Children across drought-hit parts of Kenya are facing a rising risk of starvation after deep cuts to United States aid under President Donald Trump disrupted life‑saving food and nutrition programs, aid agencies and health workers say.
Clinics that once treated severely malnourished children with specialized therapeutic food now report empty shelves, reduced staff, and growing queues of worried parents.
U.S. Aid Cuts Threaten Children in Kenya
Kenya has long depended on US support, mainly channeled through the now‑shuttered US Agency for International Development (USAID), to fund treatment for severe acute malnutrition and to support food assistance for vulnerable communities and refugee camps.
From 2020 to 2025, USAID pledged about $2.5 billion to Kenya, most of it for health programs, but this pipeline was abruptly interrupted when Trump ordered a pause and then major cuts to foreign assistance earlier this year, according to Reuters.
The World Food Programme (WFP) says a sharp drop in US and other donor funding forced it to slash food rations and suspend cash transfers for hundreds of thousands of refugees in Kenya, many of them children. In some camps, rations reportedly fell to about 40 percent of previous levels, leaving families struggling to cover even basic daily meals.
Health workers in arid counties such as Turkana report more children arriving at facilities with severe wasting, often after walking long distances because outreach projects that once screened and referred cases have been scaled back or shut down. Aid groups warn that when therapeutic foods and early detection are not available, minor illnesses can quickly become fatal for malnourished children.
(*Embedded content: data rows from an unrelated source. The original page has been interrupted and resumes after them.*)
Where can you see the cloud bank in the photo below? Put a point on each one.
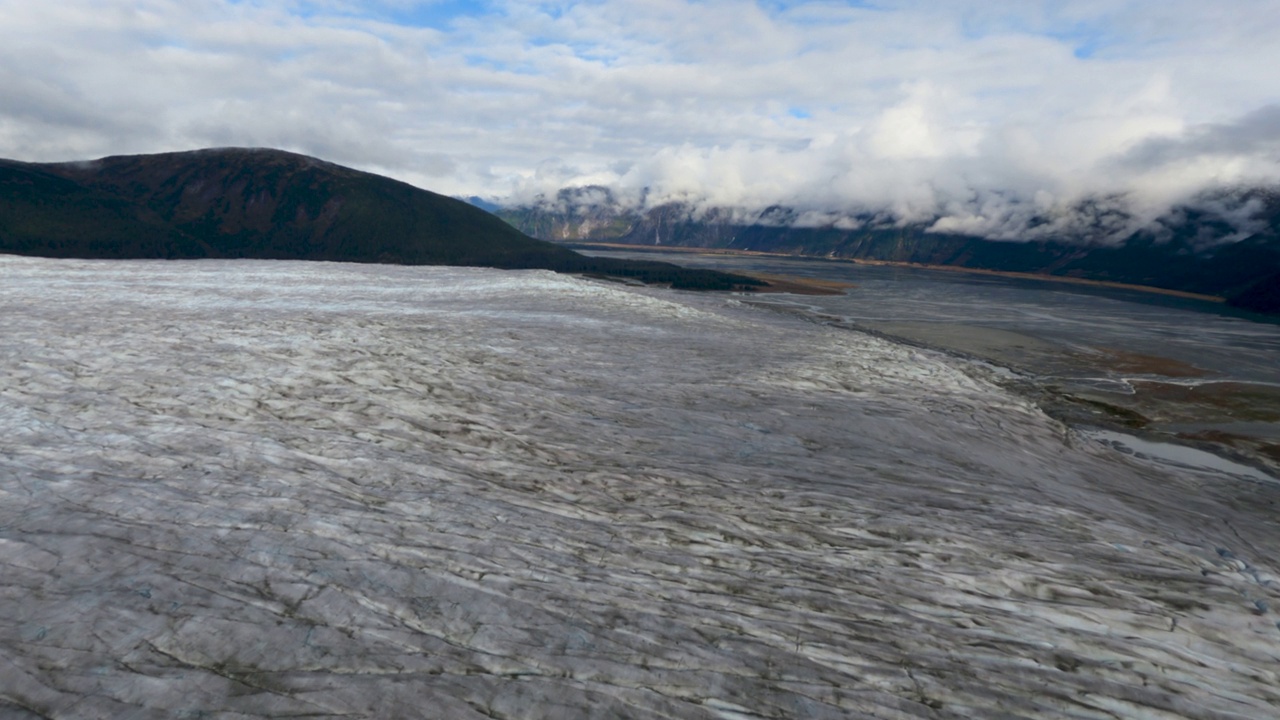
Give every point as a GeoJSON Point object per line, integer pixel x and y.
{"type": "Point", "coordinates": [995, 118]}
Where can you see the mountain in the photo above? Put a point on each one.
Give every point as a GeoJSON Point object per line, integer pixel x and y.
{"type": "Point", "coordinates": [269, 204]}
{"type": "Point", "coordinates": [1198, 247]}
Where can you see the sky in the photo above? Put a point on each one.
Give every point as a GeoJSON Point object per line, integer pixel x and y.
{"type": "Point", "coordinates": [972, 115]}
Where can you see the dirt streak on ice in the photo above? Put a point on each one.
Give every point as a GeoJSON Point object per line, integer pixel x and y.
{"type": "Point", "coordinates": [255, 490]}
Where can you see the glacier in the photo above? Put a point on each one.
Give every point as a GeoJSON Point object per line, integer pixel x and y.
{"type": "Point", "coordinates": [278, 490]}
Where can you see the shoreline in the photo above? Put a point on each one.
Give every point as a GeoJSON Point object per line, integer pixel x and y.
{"type": "Point", "coordinates": [901, 264]}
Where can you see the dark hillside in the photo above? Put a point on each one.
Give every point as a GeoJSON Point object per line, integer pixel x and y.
{"type": "Point", "coordinates": [268, 204]}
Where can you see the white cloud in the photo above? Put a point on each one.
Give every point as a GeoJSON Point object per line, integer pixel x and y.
{"type": "Point", "coordinates": [973, 112]}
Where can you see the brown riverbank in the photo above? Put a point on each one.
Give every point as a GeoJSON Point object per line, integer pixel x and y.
{"type": "Point", "coordinates": [896, 264]}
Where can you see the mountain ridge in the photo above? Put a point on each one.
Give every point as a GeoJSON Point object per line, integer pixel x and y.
{"type": "Point", "coordinates": [272, 204]}
{"type": "Point", "coordinates": [1189, 250]}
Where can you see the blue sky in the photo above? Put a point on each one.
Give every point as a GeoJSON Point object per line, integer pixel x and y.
{"type": "Point", "coordinates": [974, 113]}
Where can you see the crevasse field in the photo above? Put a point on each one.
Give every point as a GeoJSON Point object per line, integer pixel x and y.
{"type": "Point", "coordinates": [284, 490]}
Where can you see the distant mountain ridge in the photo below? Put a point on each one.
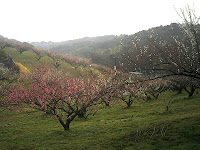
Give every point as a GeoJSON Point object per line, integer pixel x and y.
{"type": "Point", "coordinates": [85, 47]}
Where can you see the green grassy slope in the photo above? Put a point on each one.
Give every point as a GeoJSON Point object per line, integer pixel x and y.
{"type": "Point", "coordinates": [145, 126]}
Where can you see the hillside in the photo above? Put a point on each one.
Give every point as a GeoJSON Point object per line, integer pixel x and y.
{"type": "Point", "coordinates": [107, 50]}
{"type": "Point", "coordinates": [146, 125]}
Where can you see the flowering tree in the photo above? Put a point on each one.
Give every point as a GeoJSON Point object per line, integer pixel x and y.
{"type": "Point", "coordinates": [64, 98]}
{"type": "Point", "coordinates": [178, 58]}
{"type": "Point", "coordinates": [184, 83]}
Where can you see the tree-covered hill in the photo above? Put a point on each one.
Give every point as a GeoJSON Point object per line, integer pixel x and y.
{"type": "Point", "coordinates": [107, 50]}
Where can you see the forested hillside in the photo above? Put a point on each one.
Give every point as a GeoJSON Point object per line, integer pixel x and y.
{"type": "Point", "coordinates": [107, 50]}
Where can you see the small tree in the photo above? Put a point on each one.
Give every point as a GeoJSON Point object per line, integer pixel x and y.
{"type": "Point", "coordinates": [178, 58]}
{"type": "Point", "coordinates": [64, 98]}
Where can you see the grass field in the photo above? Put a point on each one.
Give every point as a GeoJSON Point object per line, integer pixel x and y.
{"type": "Point", "coordinates": [145, 126]}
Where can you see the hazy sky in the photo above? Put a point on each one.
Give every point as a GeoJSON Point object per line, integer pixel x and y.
{"type": "Point", "coordinates": [60, 20]}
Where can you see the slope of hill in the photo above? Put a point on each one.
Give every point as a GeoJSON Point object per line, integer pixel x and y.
{"type": "Point", "coordinates": [106, 50]}
{"type": "Point", "coordinates": [144, 126]}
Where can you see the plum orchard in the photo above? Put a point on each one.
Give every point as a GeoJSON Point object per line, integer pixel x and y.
{"type": "Point", "coordinates": [57, 95]}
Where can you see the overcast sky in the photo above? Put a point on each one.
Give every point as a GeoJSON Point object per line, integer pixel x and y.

Disruption of Supply Chains
UNICEF, the largest buyer and distributor of ready‑to‑use therapeutic food, confirms that most US funding for the peanut‑based paste was restored in March and that a later State Department grant is expected to cover supplies for nearly one million children in 13 countries, including Kenya, Market Screener reported. However, the agency and local health staff say it takes time for supply chains and community programmes to recover, and gaps in care remain in several Kenyan counties.
The US government insists it is still addressing global malnutrition and has announced additional support to UNICEF and food agencies, while Secretary of State Marco Rubio has rejected claims that people have died as a direct result of the cuts.
Humanitarian organizations argue that overall US foreign aid has more than halved in 2025 and warn that Kenyan children will remain at heightened risk of hunger and disease unless long‑term funding is restored and other donors step in, as per the BBC.